The court has asked DMK patriarch Karunanidhi to choose between a loving father of his daughter Kanimozhi and a loyal ally of Singh. Unlike the Biblical King Solomon, famed for innovative justice, the Delhi high court has not offered a solution to tricky problems. It has merely delivered its obiter dicta and adjourned.

Simply put: if Karunanidhi wants Kanimozhi out on bail, which he has every legitimate right to desire, he will have to walk across to the Opposition benches in the Lok Sabha, thereby in all likelihood initiating a process that could precipitate a premature general election.

Even a cursory reading of the honourable court’s reasons for rejecting yet another bail plea, on June 8, makes this obvious: “They (the petitioners) have got strong political connections. Petitioner Kanimozhi Karunanidhi belongs to same political party to which accused A Raja belongs and the said party is sharing power in the Central government.”

That’s it, then. If you share power in the Central government you share a jail in Delhi. You do not have to be a convict to languish in jail. Being an accused is sufficient, as long as you are among the rulers of the nation.

Logic is not an option. Karunanidhi might well argue — as he is probably instructing his counsel to do before they move up to the Supreme Court — that if he had the clout to disrupt the course of justice, Kanimozhi would hardly be in jail. He might suggest, reasonably, that Kanimozhi and A Raja, former telecom minister, had been out of prison for years before their incarceration and did not tamper with evidence or influence witnesses, so how could they do so now?

Indeed, if proximity to power was sufficient for life in lock-up then Suresh Kalmadi, or anyone else in the Congress, has no chance of leaving Tihar for many years, irrespective of whether they were guilty or not. If he does get tetchy, Karunanidhi could even wonder how the courts will deal with some powerful Congress names who could be next in line, since they approved all the decisions on 2G made by Raja. But all this disappears into the academic category. The court’s thinking is categorical: in office? Off to jail without bail.


Perhaps it is the thought of abortion that is making some Congress leaders hysterical. Some of them are turning abusive, and aggravating this offence by making a virtue of the unnecessary. Others, with higher ministerial ambitions, have opted for political rather than personal virulence. They are treating dissent as treason.

One of them declared that this was a virtual war against the state and drew out a precise map of the space he had allotted for opposition activity. Anyone who stepped out of that line deserved a muscled thump, if not some unlit recess of a mofussil prison. The pompous rhetoric surrounding nothing more savoury than self-interest is always shrouded in various aspects of patriotism, of course. Out of kindness, we shall not mention their names, but even a casual look at the newspapers will suffice to reveal who they are.

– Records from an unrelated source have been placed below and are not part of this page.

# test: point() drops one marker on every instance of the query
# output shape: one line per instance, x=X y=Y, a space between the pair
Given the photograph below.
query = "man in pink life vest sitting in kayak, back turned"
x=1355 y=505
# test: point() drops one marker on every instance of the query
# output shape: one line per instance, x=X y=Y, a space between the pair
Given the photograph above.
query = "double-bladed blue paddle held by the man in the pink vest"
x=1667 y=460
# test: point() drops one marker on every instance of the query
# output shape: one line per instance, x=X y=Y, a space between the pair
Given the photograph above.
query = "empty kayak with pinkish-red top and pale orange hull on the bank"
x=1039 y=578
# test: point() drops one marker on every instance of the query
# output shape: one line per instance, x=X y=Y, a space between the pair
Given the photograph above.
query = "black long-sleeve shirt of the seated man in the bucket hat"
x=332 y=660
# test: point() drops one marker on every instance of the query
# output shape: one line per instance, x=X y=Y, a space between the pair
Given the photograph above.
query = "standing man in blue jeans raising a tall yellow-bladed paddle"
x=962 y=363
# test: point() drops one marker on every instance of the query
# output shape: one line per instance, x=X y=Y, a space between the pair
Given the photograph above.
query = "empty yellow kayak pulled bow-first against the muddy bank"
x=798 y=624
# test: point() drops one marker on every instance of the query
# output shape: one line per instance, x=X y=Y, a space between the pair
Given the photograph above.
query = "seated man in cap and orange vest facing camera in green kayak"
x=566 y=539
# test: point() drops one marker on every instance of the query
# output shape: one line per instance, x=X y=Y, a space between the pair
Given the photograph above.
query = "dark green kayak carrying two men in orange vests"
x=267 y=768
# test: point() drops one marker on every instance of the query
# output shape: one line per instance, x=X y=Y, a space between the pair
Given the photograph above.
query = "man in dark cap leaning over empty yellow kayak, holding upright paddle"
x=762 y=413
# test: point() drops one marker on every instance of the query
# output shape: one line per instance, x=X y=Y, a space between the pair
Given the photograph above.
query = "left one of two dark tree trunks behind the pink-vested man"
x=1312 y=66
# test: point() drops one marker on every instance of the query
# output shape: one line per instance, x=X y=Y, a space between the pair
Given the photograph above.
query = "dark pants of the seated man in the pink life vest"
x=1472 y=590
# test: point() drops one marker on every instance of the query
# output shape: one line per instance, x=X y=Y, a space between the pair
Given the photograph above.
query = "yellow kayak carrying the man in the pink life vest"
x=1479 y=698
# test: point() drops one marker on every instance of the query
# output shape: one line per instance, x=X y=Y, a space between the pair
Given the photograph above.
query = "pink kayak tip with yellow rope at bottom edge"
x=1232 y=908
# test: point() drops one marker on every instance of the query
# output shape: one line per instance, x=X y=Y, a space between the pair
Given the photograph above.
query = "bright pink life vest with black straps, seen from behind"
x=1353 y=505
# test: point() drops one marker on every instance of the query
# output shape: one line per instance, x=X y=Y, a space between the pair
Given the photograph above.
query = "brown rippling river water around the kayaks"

Claim and accusation are not relevant. The moot fact is that governance has disappeared much before this government has disappeared. The Union government has frozen into a caricature, with some of its ministers sallying forth into people’s territory from their castle, like so many Don Quixotes on individual missions against a rising crowd of windmills. It is as if whatever the Union government touches ends up in shambles. Mistakes can be contagious, and the summer of 2011 is acquiring plague proportions. If there is still a semblance of sanity across the country it is because the state governments have not yet been infected with the plague.

The Congress has shown a remarkable inability to manage a partner, DMK, who has in fact nowhere else to go except oblivion. The acid drips from the wounds in this relationship are corroding the stability of the UPA alliance. It has proved incompetent in its response to those forces who are exercising their democratic right to destabilise the alliance.

If a Union government cannot take the measure of a maverick like Baba Ramdev, and find the right means of defusing someone who was always more bluster than substance, then it has no right to rule the country. The government has turned Ramdev into an unlikely hero for more voters than it can immediately count.

The Manmohan Singh government may not have lost its majority, but it has lost its poise and purpose, and is unlikely to recover its elan. The government seems in desperate need of a bail-out itself.